Что прежде всего характеризует нашу жизнь — тревога. Никто, никто решительно не может сказать, к чему мы идем.
Танчика забавляло и смешило, что Изю так высоко ставят, что он так высоко залетел. Басовитый Изя, член бог знает скольких элитных клубов и ассоциаций, был джентльменом. Родич Танчика — и джентльмен! В меру сосредоточенное лицо лысого Изи то и дело мелькало в газетах. Он явно недурно зарабатывал (сущий мизер по масштабам Танчика). Еще неизвестно, захочет ли Изя, чтобы федеральный судья узнал о его родстве, и притом близком, с уголовным преступником. Но если подозрения Танчика были такого рода, он попал пальцем в небо.
Когда-то было так — Изю хлебом не корми, а дай подурить. Его телевизионная программа — это же номер в духе братьев Маркс[27], ее впору по второму городскому каналу[28] показывать. Одна нелепость в темпе сменяла другую.

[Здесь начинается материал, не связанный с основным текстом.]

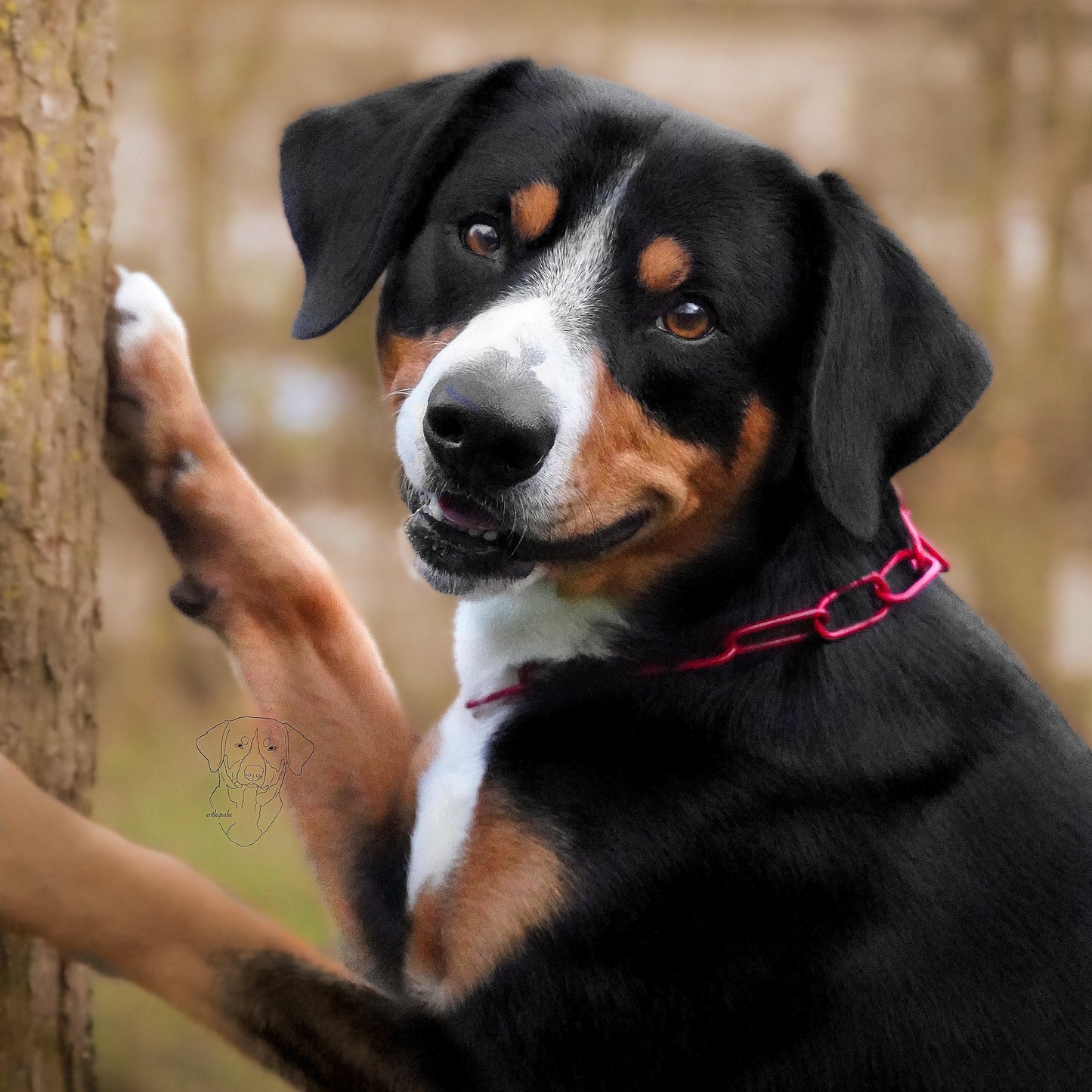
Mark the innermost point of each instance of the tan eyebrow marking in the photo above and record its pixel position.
(664, 264)
(534, 208)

Теперь Изя ведет себя иначе. Притих, джентльмен все-таки. Что нынче означает быть джентльменом? Прежде для этого требовались наследственное поместье, воспитание, умение вести беседу. В конце прошлого века было достаточно знать греческий и латынь, а с этим у меня более или менее порядок. Коли уж на то пошло, у меня есть и дополнительное преимущество: мне не нужно аттестовать себя антисемитом и упрочивать свою репутацию человека цивилизованного, понося евреев. Но хватит об этом.

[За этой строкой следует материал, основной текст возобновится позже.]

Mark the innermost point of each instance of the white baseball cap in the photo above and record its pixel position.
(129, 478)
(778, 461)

«Ваша честь, может быть, Вам будет небесполезно узнать, каковы подлинные обстоятельства дела, которое вы ведете. Из судейского кресла не всегда удается шире ознакомиться с обстановкой в чисто человеческом плане. Как родственник Метцгера, я мог бы быть другом суда в расширительном смысле этого слова.

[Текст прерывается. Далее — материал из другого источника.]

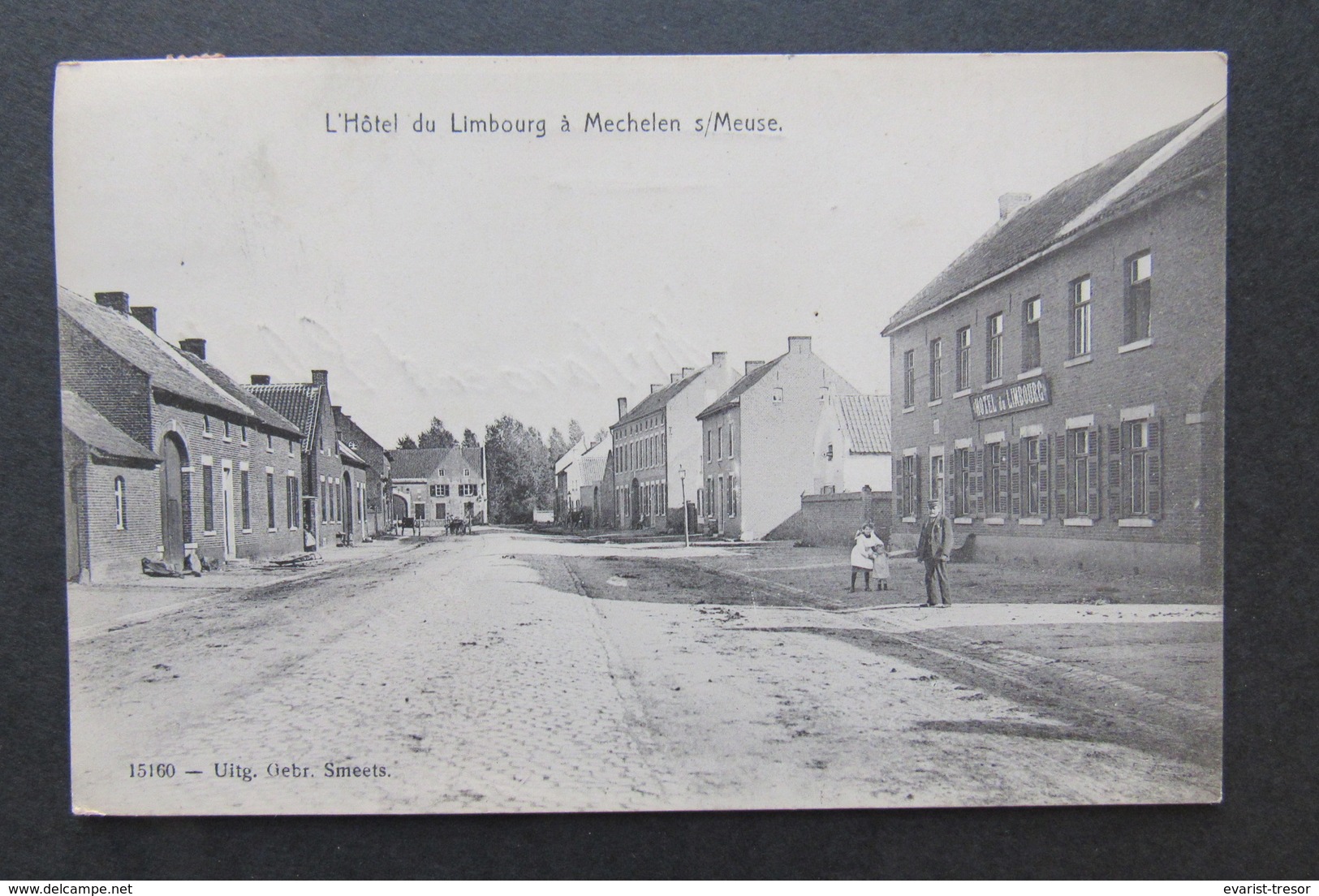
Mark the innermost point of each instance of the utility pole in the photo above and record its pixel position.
(682, 480)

Я помню, как Танчик восседал на высоком креслице. Танчиком его прозвали в футбольной команде средней школы Шурца. Для своей матери он был Рыфоэль. Она звала его Фоля или Фолька; она была деревенская, из черты оседлости. Потрясающий бутуз, привязанный к креслицу, рвался из пут. Зычный голосище, румянец во всю щеку. Его, как и других детей, вскармливали детским питанием и манными кашками, но Шеня подсовывала ему и блюда попитательней. Стряпала нехитрые яства типа студня из телячьих ножек, помню, я как-то ел у нее тушеные легкие, губчатые, аппетитные, но прожевать их было не так-то легко — одних хрящей сколько. Семья Танчика жила на Хойн-стрит в одноэтажном кирпичном домишке с террасой под тентами в широченных белых и бежевых полосах. Моя родственница Шеня обладала незаурядной силой характера; дом она вела в точном соответствии с тем, как было заведено от века. Неохватная женщина, не женщина, а домна. Манера разговаривать у нее была крикливая. Начинала она с призывов на идиш: «Слушайте! Слушайте! Слушайте!» Потом выкладывала, что думает. Не исключено, что такие люди теперь в Америке повывелись. На меня она произвела неизгладимое впечатление. Мы были привязаны друг к другу, и я ходил к Метцгерам, потому что чувствовал себя у них как дома, ну и попутно, чтобы насытить слух и зрение исконной семейной жизнью.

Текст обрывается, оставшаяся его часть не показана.